Thrown into corners, the improved weight balance became even more apparent. Unlike the 53.7/46.3 front-rear weight balance of its predecessor, the W204 resorts to a 52.5/47.5 ratio. Despite a slightly longer wheelbase, the changed weight balance and wider track have more than helped the car's cornering ability. Mercedes-Benz have opted for the use of three-link suspension at the front, for reasons of improving brake performance and reducing vibrations. With a multi-link setup at the rear, the car behaves pretty well around corners, with mild understeer setting in. Throw it around a series of switchbacks and the understeer gets a bit more pronounced, which requires a bit of mid-corner correction to get the car back in line. It could be pinned to the lack of double wishbones at the front, but a bit more dynamic finesse to cover that last five per cent can make this car a full notch better.

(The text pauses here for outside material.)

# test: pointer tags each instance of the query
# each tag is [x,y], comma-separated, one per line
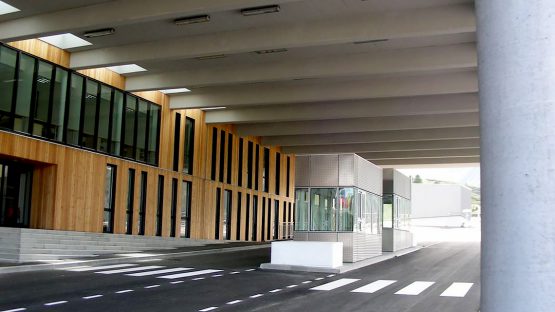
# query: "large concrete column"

With all of this kit, including the superb 12-speaker Harmon Kardon speaker system, the smart automatic climate control system and automatic headlamps and wipers, you pay a substantial amount more. At Rs 35.82 lakh, it's a lakh of rupees more than the BMW 325i, yet a couple of lakhs cheaper than the Audi A4 3.2 in Mumbai. For that kind of money, you could also upgrade yourself to the E220 CDI or E230, given the kind of discounts it currently enjoys. That makes the job of choosing a C230 over its sibling and rivals even tougher. Think of the C230 then as an intoxicant that is best enjoyed on a wintry evening next to the fireplace, and you will find the warm fuzzy feeling second best only to the mighty C63 AMG. Cheers to that!